Attending the Informatica analyst conference last week, my POV of the lines between application and data integration are blurring, if not disappearing, was strengthened. Informatica described an architectural hub-and-spoke data integration pattern that one of their customers implemented using PowerCenter, coupled with persistence and other complementary technology. Informatica is now productizing that pattern in their Data Integration Hub (DIH) solution.
The classic Application Integration (AI) functionalities of publish/subscribe, canonical message models, routing, brokering, and orchestration are being implemented in the Data Integration (DI) world, and blurring the lines between the two integration domains. Data formatting, transformation, enrichment are features that both domains have shared, because at the heart of every application programming interface (API) call is data. More recently, Change Data Capture (CDC) has brought real-time data messaging to the DI world.
The primary functional difference between AI and DI is the interface layer. AI interfaces at the API level whereas DI interfaces at the database level. The primary non-functional difference is the way that data volume is realized. An easy illustration is considering 1000 records of data being sent between applications. An AI scenario would represent those records as individual messages, sent 1000 times. In a DI scenario, those 1000 records would be sent in one message.
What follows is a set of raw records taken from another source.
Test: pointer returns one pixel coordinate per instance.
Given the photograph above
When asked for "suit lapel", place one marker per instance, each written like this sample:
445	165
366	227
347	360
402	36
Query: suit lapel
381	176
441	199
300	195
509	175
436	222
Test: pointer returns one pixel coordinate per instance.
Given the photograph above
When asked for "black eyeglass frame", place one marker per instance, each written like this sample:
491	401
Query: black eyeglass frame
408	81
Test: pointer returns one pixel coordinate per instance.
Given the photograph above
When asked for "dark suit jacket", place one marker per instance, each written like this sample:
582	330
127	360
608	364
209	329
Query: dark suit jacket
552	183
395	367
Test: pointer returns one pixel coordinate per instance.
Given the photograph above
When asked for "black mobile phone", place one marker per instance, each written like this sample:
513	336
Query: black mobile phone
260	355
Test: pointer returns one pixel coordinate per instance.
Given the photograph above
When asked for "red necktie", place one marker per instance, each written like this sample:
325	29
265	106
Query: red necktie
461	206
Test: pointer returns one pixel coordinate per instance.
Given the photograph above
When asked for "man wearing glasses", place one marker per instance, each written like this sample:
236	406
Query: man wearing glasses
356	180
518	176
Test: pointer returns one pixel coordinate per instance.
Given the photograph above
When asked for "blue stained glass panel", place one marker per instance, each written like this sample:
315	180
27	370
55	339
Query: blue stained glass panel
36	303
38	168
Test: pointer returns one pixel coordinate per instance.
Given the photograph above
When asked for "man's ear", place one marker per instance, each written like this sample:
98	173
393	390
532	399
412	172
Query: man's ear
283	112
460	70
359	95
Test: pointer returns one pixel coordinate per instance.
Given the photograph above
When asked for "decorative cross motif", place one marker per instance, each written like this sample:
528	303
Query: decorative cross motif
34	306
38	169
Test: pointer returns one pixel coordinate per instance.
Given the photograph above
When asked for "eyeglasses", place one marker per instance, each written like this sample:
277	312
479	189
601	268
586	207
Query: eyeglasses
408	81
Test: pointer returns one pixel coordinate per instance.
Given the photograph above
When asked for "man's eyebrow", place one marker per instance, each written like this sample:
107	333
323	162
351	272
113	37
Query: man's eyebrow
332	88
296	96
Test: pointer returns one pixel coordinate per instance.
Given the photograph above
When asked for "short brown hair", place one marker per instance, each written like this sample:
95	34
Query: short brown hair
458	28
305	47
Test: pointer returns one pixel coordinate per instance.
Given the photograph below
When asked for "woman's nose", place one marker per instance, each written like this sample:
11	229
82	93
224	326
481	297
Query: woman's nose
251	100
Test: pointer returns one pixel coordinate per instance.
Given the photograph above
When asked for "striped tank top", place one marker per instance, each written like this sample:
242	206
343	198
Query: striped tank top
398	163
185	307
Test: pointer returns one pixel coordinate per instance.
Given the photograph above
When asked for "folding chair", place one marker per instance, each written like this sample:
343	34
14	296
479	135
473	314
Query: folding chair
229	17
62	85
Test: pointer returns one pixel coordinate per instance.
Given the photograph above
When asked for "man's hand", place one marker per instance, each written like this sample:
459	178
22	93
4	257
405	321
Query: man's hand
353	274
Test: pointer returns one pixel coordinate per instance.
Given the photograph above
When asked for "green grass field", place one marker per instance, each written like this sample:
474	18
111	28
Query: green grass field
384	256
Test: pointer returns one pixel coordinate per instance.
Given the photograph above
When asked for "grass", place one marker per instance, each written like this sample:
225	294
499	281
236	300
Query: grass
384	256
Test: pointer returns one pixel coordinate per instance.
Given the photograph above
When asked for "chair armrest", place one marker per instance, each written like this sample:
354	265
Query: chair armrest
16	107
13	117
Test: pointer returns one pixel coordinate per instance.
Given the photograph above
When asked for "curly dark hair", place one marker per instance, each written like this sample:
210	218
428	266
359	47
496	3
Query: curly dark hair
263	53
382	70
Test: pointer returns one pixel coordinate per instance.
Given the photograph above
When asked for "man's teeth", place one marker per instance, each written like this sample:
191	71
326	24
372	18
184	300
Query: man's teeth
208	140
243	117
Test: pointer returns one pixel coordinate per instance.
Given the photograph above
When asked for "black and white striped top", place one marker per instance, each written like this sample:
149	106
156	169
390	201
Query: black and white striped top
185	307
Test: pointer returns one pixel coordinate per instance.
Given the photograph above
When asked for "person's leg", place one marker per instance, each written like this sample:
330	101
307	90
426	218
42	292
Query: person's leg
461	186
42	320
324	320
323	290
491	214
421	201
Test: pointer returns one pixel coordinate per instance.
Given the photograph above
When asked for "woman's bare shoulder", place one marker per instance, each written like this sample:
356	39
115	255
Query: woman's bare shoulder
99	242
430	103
Therefore, DI scenarios are not ideal when implemented in application integration Enterprise Service Buses, simply because ESBs are not engineered to process large data sets in each interaction.
Q: So if both approaches have their place, why are the lines blurring?
A: The technology they are being implemented in.
If a data integration product can’t call REST and SOAP APIs; or an application integration product can’t interact directly with a database; neither one of the vendors selling those products will get far in today’s IT landscape. Some of the larger vendors handle both approaches, but with different product sets, meaning customers need to spend more on software licensing to handle the two different scenarios. Other vendors focus on one or the other, and have some overlaps in each so they can claim to be all things to all people.
Wouldn’t it be great if data transformations written in an ESB are just as applicable in an ETL job, or vice-versa? Wouldn’t it be great if integration specialists didn’t need to know, and support multiple product sets in their environment that did similar, but different things. Wouldn’t it also be great if we could reduce the number of software licenses that needed to be negotiated, purchased and maintained.
The obvious part of the DIH is to tackle the integration hairball. Even with tooling, data integration has long been point-to-point. Extract, Transform, Load implies one source, and one target. The DIH provides the ability for multiple integration flows to re-use canonical data in a publish/subscribe paradigm, and remove the point-to-point nature of traditional data integration. Now the extract can work for multiple loads, because the ability to implement multiple transforms depending on target is now possible.
My only question is: how long will it take for the Data Integration Hub to evolve into a Data Services Bus (DSB) to run alongside, in or below the Enterprise Service Bus? Hub and spoke integration went the way of the dinosaurs when it became the single point of failure in a distributed environment.